Synthetic data generation pipeline with differential privacy
We receive lots of requests to generate synthetic data of private/confidential datasets. The notebook in this directory offers to produce synthetic version of private datasets with minimal inputs and parameter tweaking from the user.
The purpose of this notebook is to:
Produce Synthetic data with differential privacy
Ensuring method can synthesise categorical variables (which was a bottleneck for GAN)
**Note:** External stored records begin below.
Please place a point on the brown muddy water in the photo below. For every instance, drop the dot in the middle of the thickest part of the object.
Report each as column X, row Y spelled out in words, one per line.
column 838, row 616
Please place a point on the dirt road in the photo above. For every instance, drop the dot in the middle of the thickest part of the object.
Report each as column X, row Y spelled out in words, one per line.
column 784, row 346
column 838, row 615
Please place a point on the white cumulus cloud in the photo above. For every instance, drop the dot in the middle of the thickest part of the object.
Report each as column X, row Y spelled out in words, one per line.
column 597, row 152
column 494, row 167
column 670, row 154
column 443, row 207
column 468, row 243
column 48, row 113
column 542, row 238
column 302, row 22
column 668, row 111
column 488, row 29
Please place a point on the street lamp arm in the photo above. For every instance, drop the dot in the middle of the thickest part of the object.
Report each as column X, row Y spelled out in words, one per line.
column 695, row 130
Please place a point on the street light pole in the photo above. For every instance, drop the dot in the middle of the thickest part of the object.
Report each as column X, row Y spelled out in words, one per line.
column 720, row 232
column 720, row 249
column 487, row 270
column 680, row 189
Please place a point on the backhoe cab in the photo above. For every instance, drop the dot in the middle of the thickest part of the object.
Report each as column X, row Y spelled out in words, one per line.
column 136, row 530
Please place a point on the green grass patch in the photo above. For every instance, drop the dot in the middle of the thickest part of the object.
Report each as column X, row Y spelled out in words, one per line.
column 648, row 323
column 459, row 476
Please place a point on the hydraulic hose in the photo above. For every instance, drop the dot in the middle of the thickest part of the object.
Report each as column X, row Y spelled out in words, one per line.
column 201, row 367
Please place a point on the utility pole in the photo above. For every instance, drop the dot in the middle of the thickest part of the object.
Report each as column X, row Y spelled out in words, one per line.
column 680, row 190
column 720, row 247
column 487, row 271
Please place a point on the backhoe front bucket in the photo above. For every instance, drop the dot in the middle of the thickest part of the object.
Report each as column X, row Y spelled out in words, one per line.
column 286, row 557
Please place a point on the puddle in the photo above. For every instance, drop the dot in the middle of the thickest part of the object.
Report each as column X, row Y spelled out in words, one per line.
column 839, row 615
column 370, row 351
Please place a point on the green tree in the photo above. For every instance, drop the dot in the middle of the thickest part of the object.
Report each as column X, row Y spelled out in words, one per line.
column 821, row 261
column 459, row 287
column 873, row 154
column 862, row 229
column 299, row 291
One of the method (correlated attributed mode) is based on Bayesian Analysis
Currently being developed for use by GAD/DfE
Initial run performed on dummy dataset provided by GAD was deemed fit for purpose by GAD
They will use the code and feed in with their findings
The code will also be used for generating synthetic data for research and analysis for PhD students
This notebook is based on the work DataSynthesizer: Privacy-Preserving Synthetic Datasets https://faculty.washington.edu/billhowe/publications/pdfs/ping17datasynthesizer.pdf
The numerical code presented in this notebook is heavily based on open source code available here https://github.com/DataResponsibly/DataSynthesizer
DataSynthesizer is the directory where the following parent modules exist: DataSynthesizer consists of three high-level modules — DataDescriber, DataGenerator and ModelInspector. The first, DataDescriber, investigates the data types, correlations and distributions of the attributes in the private dataset, and produces a data summary, adding noise to the distributions to preserve privacy. DataGenerator samples from the summary computed by DataDescriber and outputs synthetic data. ModelInspector shows an intuitive description of the data summary that was computed by DataDescriber, allowing the data owner to evaluate the accuracy of the summarization process and adjust any parameters, if desired.
DataSynthesizer can operate in one of three modes: In correlated attribute mode, we learn a differentially private Bayesian network capturing the correlation structure between attributes, then draw samples from this model to construct the result dataset. In cases where the correlated attribute mode is too computationally expensive or when there is insufficient data to derive a reasonable model, one can use independent attribute mode. In this mode, a histogram is derived for each attribute, noise is added to the histogram to achieve differential privacy, and then samples are drawn for each attribute. Finally, for cases of extremely sensitive data, one can use random mode that simply generates type-consistent random values for each attribute.